Silicon-Carbide (SIC) Multichip Power Modules (MCPMS) For Power Building Block Applications

Award Information
Agency:
National Aeronautics and Space Administration
Branch
n/a
Amount:
$599,982.00
Award Year:
2006
Program:
SBIR
Phase:
Phase II
Contract:
NNC06CA16C
Agency Tracking Number:
041992
Solicitation Year:
2004
Solicitation Topic Code:
X2.05
Solicitation Number:
n/a
Small Business Information
Arkansas Power Electronics International, Inc.

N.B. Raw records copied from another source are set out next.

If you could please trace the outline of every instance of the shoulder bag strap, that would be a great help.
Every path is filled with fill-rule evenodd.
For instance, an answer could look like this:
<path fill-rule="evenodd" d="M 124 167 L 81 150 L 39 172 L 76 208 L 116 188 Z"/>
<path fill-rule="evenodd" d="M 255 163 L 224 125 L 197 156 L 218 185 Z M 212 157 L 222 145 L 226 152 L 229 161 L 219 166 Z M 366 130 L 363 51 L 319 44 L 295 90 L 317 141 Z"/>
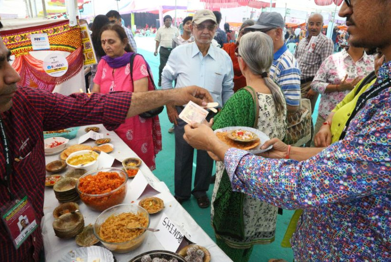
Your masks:
<path fill-rule="evenodd" d="M 254 120 L 254 128 L 258 128 L 258 117 L 259 114 L 259 102 L 258 101 L 258 96 L 256 95 L 256 92 L 251 86 L 247 86 L 243 88 L 243 89 L 249 93 L 252 97 L 252 99 L 254 100 L 254 115 L 255 115 L 255 119 Z"/>
<path fill-rule="evenodd" d="M 376 74 L 375 73 L 374 71 L 372 71 L 367 75 L 367 76 L 366 76 L 364 80 L 361 82 L 361 84 L 357 88 L 357 89 L 356 89 L 355 92 L 354 93 L 354 96 L 360 93 L 360 91 L 363 89 L 363 88 L 365 85 L 370 83 L 374 79 L 376 79 Z"/>
<path fill-rule="evenodd" d="M 136 55 L 140 55 L 142 57 L 143 57 L 143 59 L 144 60 L 144 61 L 145 62 L 145 64 L 147 66 L 147 71 L 148 71 L 148 75 L 149 77 L 149 79 L 151 80 L 151 82 L 152 82 L 152 84 L 153 85 L 153 89 L 156 90 L 156 85 L 155 85 L 155 82 L 153 81 L 153 79 L 152 78 L 152 75 L 151 74 L 150 72 L 149 72 L 149 66 L 148 65 L 148 63 L 147 63 L 147 61 L 145 61 L 145 59 L 144 58 L 144 56 L 143 56 L 142 55 L 140 54 L 139 53 L 133 53 L 132 55 L 131 56 L 131 60 L 129 63 L 129 69 L 131 70 L 131 81 L 132 81 L 132 83 L 133 82 L 133 62 L 135 61 L 135 56 Z"/>

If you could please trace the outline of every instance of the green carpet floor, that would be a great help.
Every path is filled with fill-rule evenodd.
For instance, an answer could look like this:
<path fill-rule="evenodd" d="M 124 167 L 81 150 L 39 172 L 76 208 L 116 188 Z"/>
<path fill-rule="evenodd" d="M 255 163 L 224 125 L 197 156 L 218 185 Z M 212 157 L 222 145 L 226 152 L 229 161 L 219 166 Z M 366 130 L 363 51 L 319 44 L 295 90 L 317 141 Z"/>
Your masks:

700 W Research Blvd, Fayetteville, AR, 72701-7174
Hubzone Owned:
N
Socially and Economically Disadvantaged:
N
Woman Owned:
N
Duns:
121539790
Principal Investigator:
Alexander Lostetter
Principal Investigator
(479) 443-5759
alostet@apei.net
Business Contact:
Sharmila Mounce
Design Engineer
(479) 443-5759
smounce@apei.net
Research Institution:
n/a
Abstract
In Phase I, APEI, Inc. proved the feasibility of developing a modular, expandable and fault tolerant SiC-based power system through the successful demonstration of a four-module SiC-based power system capable of dynamic reconfiguration allowing the system to continue delivering power to the load without interruption in the event of a module failure. These results show the feasibility of developing miniaturized SiC multichip power modules (MCPMs) to form a core power building block component. The MCPM building blocks utilize a distributed control and communications structure, with a communications network established between the core silicon-on-insulator (SOI) controllers of the MCPMs, but with no single controller in command of the system. The decentralized control and modular approach allow for the construction of highly flexible, auto-configurable, stackable power systems to be connected in series and/or parallel to increase overall system power handling capabilities. Moreover, the identical core MCPM building blocks could be used in many power electronics applications, while various specific functions such as source regulation, energy storage regulation, and motor drives could be achieved by the use of external components. In addition, the development of high-temperature MCPMs allows high levels of miniaturization, power density, and efficiency resulting in highly reliable, compact, modular, and inexpensive power systems.

* information listed above is at the time of submission.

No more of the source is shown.